Viral infections and ME/CFS
A feeling of fatigue and exhaustion isn’t unusual in the aftermath of viral infections, but it usually passes. Accumulating evidence, however, suggests that in some patients viruses could be involved in triggering ME/CFS, a distinct clinical syndrome characterized by lasting fatigue that worsens after exercise or mental exertion—a hallmark physicians call post-exertional malaise. A light walk or completing a questionnaire can leave those with ME/CFS bedridden for days or even weeks.
“You don’t see that in any other condition,” says Alain Moreau of the University of Montreal who directs a research network for ME/CFS. “We have a large group of patients that are housebound. Even taking a shower could take hours, or they sometimes skip [it] because they cannot do it.” An inability to concentrate, or “brain fog,” is also common in the disease, adds Columbia University immunologist Mady Hornig.
The disease—formerly known simply as chronic fatigue syndrome, or CFS—has long been stigmatized to the point of being ignored by many physicians and researchers, in large part due to its mysterious etiology. Doctors would rule out a number of diagnoses, such as viral infections or neurological diseases, and conclude that there was nothing wrong with such patients, sometimes advising them to simply get more exercise, which would make their condition worse, notes Frances Williams, a genomic epidemiologist at King’s College London. An incident in which a high-profile study purported to identify definitive causes, which later turned out to be false, may also have discouraged scientists from studying ME/CFS, Nath adds. And while some drugs have been trialed in ME/CFS patients over the years, the results so far have been inconclusive, Moreau says, leaving few treatment options for the disease.

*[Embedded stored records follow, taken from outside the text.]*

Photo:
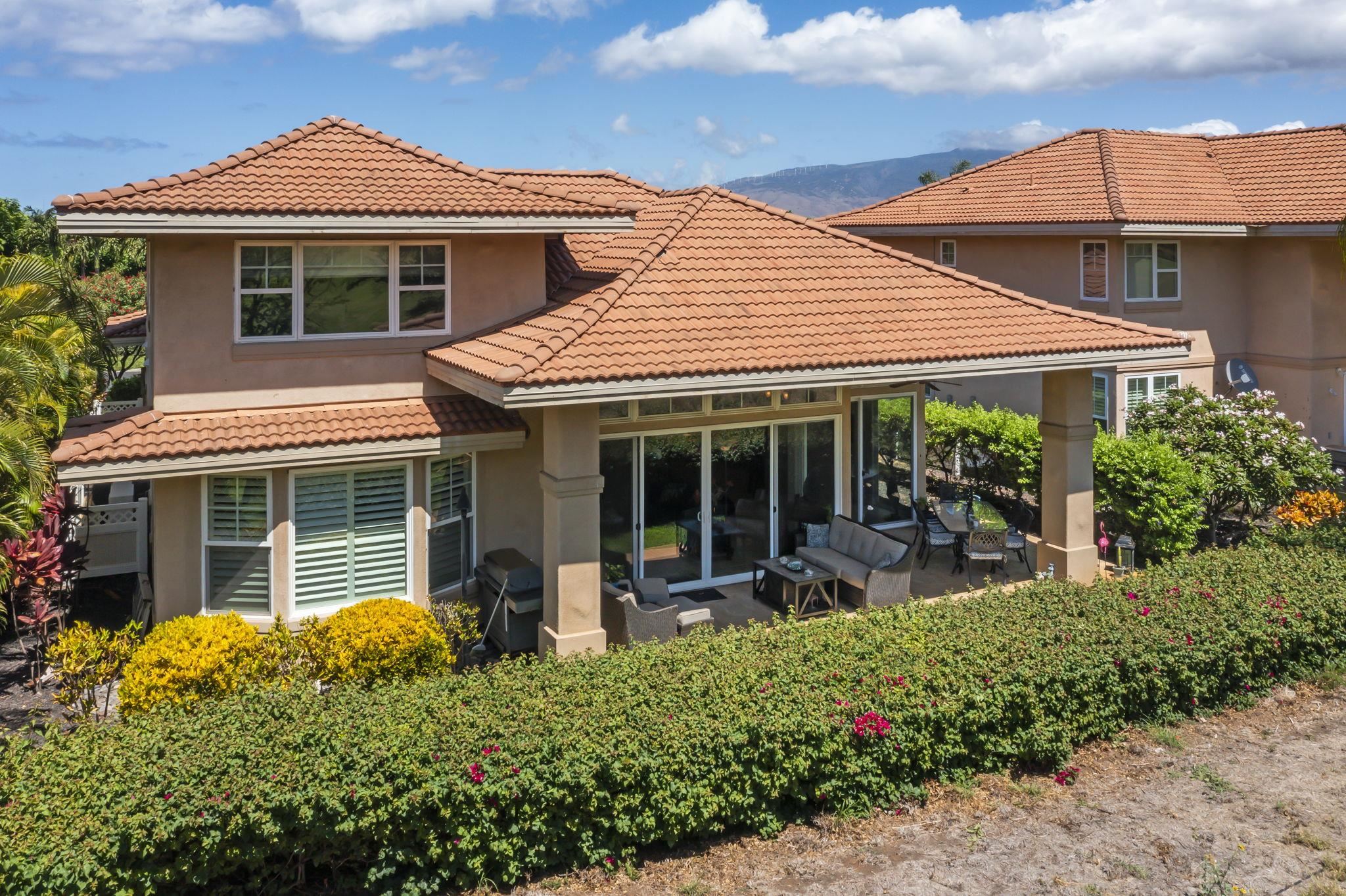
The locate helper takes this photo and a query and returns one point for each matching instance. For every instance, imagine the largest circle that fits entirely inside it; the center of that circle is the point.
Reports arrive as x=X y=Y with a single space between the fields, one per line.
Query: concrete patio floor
x=738 y=604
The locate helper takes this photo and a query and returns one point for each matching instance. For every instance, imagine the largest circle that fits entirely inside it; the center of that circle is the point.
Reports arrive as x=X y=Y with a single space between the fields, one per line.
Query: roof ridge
x=1109 y=178
x=922 y=263
x=962 y=174
x=312 y=128
x=610 y=294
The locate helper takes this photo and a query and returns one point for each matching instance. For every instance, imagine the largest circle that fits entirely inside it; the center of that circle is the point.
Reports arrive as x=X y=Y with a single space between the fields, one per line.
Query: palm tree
x=50 y=344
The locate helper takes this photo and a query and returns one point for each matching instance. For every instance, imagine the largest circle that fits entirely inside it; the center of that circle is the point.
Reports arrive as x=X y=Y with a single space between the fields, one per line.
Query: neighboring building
x=1232 y=240
x=371 y=363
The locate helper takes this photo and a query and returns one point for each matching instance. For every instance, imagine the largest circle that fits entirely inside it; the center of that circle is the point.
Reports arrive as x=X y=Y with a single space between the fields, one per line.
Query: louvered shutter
x=350 y=536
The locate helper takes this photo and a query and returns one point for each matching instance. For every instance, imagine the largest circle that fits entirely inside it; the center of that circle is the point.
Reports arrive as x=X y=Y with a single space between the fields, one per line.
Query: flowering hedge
x=485 y=776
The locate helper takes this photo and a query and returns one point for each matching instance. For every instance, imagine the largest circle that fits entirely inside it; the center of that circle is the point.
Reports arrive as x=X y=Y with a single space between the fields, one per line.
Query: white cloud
x=454 y=62
x=1215 y=127
x=1026 y=133
x=1072 y=46
x=731 y=145
x=353 y=22
x=105 y=38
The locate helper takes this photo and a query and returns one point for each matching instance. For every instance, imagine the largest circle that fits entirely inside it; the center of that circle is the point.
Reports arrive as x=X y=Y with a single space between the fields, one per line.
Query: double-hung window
x=350 y=536
x=450 y=539
x=1094 y=271
x=323 y=290
x=1148 y=386
x=237 y=544
x=1153 y=272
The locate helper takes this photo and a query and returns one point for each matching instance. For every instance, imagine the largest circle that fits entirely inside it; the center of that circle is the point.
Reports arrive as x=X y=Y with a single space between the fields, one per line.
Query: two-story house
x=1232 y=240
x=371 y=363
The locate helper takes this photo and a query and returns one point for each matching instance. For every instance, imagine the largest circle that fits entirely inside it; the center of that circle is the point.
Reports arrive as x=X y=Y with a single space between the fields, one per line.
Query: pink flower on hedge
x=871 y=725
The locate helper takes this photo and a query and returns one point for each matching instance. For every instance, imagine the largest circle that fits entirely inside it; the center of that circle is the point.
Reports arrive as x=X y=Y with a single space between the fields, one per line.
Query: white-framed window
x=1153 y=272
x=1148 y=386
x=1100 y=399
x=350 y=527
x=453 y=525
x=325 y=290
x=236 y=537
x=1094 y=269
x=949 y=254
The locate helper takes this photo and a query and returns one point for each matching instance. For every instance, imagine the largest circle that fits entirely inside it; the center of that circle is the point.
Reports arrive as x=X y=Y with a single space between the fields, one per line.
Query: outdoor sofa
x=873 y=567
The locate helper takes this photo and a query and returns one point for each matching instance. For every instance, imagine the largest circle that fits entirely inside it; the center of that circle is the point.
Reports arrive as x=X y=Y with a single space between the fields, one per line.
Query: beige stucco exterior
x=1276 y=302
x=198 y=367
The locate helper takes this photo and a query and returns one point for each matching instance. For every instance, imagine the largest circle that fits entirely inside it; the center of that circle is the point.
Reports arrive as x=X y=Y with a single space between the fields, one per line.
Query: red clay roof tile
x=1280 y=177
x=154 y=435
x=334 y=166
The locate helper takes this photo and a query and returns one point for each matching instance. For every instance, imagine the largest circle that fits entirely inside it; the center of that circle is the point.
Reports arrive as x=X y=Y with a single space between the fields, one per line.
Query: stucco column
x=1068 y=432
x=571 y=570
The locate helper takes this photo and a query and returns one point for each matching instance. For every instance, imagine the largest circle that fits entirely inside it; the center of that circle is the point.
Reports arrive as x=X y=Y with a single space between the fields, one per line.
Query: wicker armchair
x=626 y=622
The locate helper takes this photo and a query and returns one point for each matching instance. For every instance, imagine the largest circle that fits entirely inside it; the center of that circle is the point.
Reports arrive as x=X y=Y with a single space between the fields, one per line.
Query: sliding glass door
x=699 y=506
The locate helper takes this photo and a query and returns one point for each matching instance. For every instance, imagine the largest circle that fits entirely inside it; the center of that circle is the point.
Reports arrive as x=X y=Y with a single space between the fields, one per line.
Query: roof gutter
x=854 y=376
x=133 y=223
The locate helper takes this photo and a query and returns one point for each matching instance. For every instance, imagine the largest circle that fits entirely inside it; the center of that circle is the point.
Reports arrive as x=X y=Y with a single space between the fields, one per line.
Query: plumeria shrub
x=457 y=780
x=191 y=658
x=1248 y=455
x=380 y=639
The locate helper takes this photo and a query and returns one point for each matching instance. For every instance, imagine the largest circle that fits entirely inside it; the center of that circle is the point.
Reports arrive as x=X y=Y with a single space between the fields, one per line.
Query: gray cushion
x=816 y=535
x=822 y=557
x=840 y=535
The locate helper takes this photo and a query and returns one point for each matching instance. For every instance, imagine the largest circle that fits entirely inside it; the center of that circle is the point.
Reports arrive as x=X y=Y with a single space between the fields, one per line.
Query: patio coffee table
x=814 y=591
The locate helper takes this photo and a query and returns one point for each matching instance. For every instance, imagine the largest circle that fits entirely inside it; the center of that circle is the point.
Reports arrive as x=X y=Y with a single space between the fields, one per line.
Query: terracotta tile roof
x=155 y=435
x=1280 y=177
x=714 y=283
x=334 y=166
x=129 y=326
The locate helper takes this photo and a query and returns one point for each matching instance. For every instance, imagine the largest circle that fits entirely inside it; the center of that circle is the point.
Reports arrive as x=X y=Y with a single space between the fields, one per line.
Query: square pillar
x=1068 y=432
x=571 y=570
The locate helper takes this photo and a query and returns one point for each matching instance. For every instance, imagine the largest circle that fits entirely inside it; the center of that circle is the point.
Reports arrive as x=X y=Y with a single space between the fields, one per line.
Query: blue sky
x=96 y=93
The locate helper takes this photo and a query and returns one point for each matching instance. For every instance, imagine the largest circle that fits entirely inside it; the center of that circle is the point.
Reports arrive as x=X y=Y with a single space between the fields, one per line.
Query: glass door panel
x=670 y=544
x=617 y=508
x=741 y=503
x=885 y=434
x=805 y=480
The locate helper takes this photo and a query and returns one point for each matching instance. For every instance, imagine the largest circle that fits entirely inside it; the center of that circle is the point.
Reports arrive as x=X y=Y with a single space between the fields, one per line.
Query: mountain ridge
x=824 y=190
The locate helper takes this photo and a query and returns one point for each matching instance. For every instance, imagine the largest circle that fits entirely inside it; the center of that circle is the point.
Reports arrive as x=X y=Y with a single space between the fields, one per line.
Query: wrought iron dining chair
x=987 y=545
x=935 y=536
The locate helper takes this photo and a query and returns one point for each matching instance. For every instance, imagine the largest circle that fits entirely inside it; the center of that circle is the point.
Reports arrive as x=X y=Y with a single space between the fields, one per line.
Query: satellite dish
x=1240 y=376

In part because of this long-term neglect of the disease, many patients prefer the term myalgic encephalomyelitis over chronic fatigue syndrome. ME implies a pathological process: an inflammation of the brain and spinal cord. However, Williams and Nath are quick to note that there is so far little evidence for encephalomyelitis in the condition, save for a small Japanese study that found elevated levels of inflammatory markers in the brains of ME/CFS patients and small changes in cytokines in their spinal fluid. Much of the research community, including the US Center for Disease Control and Prevention, have settled on calling the disease ME/CFS.
Although it’s still a mystery what causes the disease, according to one survey, nearly 75 percent of ME/CFS patients have described viral infections prior to the onset of their symptoms. Other studies have linked particular pathogens, including West Nile, Ebola, and Epstein-Barr viruses, with the development of ME/CFS-like symptoms in substantial numbers of infected people. This association was also observed with SARS-CoV-2’s close relative, SARS-CoV, which caused the SARS epidemic of 2003. One study conducted a year after the SARS outbreak in Toronto found that fatigue was common among survivors, and 17 percent of them still hadn’t returned to work due to long-term health issues. Even three years after Toronto’s SARS outbreak, a study found widespread fatigue and achiness among those who had been infected.

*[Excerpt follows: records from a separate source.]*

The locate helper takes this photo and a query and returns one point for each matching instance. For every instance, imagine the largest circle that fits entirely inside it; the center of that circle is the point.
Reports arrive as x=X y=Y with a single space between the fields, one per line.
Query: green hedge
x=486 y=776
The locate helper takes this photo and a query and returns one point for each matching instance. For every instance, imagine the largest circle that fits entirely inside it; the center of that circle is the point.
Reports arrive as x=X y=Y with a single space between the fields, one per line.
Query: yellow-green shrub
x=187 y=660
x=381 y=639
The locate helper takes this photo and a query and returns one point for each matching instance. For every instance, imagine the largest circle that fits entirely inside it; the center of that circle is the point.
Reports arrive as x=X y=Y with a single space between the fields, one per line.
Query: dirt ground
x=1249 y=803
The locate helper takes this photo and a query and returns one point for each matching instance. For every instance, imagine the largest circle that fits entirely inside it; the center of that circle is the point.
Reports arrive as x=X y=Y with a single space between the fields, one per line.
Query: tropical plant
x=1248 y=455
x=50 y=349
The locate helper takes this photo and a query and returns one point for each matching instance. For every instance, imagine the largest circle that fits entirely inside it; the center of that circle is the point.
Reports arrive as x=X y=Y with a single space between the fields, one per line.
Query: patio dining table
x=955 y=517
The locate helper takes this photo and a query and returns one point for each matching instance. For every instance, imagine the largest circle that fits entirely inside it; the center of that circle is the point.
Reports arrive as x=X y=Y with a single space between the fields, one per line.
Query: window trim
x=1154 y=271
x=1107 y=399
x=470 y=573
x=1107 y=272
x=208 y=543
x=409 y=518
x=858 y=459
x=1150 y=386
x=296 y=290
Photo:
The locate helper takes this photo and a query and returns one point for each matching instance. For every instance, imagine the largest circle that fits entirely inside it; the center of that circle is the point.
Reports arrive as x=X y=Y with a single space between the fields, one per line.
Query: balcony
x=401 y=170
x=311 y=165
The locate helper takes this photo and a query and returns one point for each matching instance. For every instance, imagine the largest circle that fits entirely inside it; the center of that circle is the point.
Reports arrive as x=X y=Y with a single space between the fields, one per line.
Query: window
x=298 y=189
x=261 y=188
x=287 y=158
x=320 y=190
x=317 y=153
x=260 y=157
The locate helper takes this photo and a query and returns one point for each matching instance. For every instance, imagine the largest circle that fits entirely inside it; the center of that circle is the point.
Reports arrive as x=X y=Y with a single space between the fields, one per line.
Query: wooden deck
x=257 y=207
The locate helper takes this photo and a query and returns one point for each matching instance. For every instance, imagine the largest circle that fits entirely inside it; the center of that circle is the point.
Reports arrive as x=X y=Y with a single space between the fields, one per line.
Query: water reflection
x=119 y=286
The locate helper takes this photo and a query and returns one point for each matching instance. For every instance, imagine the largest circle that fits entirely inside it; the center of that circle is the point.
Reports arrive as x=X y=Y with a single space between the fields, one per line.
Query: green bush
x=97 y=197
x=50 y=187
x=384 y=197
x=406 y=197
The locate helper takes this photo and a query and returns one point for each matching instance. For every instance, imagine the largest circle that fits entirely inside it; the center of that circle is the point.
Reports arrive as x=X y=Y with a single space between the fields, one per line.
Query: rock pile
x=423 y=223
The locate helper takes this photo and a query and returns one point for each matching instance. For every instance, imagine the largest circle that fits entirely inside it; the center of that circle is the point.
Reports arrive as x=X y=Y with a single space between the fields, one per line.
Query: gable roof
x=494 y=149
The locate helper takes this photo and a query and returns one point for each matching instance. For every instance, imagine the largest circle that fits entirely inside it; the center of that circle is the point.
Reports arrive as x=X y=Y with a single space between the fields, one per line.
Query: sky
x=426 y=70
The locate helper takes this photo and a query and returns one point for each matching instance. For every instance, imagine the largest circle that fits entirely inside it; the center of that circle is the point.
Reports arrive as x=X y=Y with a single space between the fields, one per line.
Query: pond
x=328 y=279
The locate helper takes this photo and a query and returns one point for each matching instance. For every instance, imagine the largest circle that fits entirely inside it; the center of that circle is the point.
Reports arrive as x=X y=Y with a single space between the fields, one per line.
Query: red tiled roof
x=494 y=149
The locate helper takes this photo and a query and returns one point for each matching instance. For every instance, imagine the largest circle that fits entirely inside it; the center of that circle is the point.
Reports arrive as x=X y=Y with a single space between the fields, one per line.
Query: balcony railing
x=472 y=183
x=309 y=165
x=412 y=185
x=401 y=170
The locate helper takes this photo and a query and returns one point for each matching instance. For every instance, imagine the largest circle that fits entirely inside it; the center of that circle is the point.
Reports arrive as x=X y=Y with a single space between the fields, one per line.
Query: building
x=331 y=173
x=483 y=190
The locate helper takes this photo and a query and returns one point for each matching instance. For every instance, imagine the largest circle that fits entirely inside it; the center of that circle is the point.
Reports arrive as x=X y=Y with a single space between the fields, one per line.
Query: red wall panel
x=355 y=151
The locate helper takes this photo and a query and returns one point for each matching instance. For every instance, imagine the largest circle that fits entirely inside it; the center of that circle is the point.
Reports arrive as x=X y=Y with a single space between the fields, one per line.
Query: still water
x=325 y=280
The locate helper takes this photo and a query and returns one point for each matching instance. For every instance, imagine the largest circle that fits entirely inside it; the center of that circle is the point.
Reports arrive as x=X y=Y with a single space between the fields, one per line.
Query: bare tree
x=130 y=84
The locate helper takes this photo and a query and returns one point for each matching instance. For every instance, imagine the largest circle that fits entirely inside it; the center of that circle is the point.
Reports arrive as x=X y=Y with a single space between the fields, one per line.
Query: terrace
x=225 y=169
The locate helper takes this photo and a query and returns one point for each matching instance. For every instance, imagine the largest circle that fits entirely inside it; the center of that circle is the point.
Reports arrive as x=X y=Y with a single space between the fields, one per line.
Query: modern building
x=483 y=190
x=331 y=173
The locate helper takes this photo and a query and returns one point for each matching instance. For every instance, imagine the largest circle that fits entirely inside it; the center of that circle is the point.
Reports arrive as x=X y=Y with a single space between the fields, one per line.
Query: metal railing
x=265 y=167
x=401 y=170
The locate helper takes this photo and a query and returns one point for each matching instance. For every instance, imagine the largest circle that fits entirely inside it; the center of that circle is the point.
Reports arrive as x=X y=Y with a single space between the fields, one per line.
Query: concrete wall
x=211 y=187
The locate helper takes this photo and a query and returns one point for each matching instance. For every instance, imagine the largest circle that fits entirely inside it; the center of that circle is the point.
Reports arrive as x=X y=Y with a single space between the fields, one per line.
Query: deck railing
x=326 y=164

Such findings leave Moreau with little doubt that SARS-CoV-2 could also leave some people with long-term disability, he says. “With this very severe COVID-19 disease, where we’re now dealing with millions of people suffering from it worldwide, the question is not if [some] will develop ME/CFS—it’s how many.”
Hornig notes that some of the long-hauler symptoms described in Davis’s report overlap with those common in ME/CFS, although only the passage of time will tell whether some long-haulers will meet the clinical definition of the disease. The rule of thumb is six months, Nath says, citing one of his own ME/CFS studies suggesting that patients rarely recover if their symptoms persist longer than half a year. He and others are now beginning to investigate not just whether, but how SARS-CoV-2 might lead to ME/CFS.
Mysterious mechanisms
Although researchers have looked extensively in the blood of ME/CFS patients for evidence of elevated levels of actively replicating viruses, they’ve never found any, Nath says. Some patients, however, exhibit abnormally high levels of certain inflammation-driving molecules, such as interferon gamma or other cytokines, a possible sign of an overactive immune system. “Those are [often] the same cytokines, the same inflammatory markers, that we see are raised in patients with COVID who have the cytokine storm when they’re very sick,” Hornig says. “It may well be that we’re seeing clues about how the immune system is reacting to COVID that actually leads to long-term problems.”
See “Discovered: Metabolic Mechanism of Cytokine Storms”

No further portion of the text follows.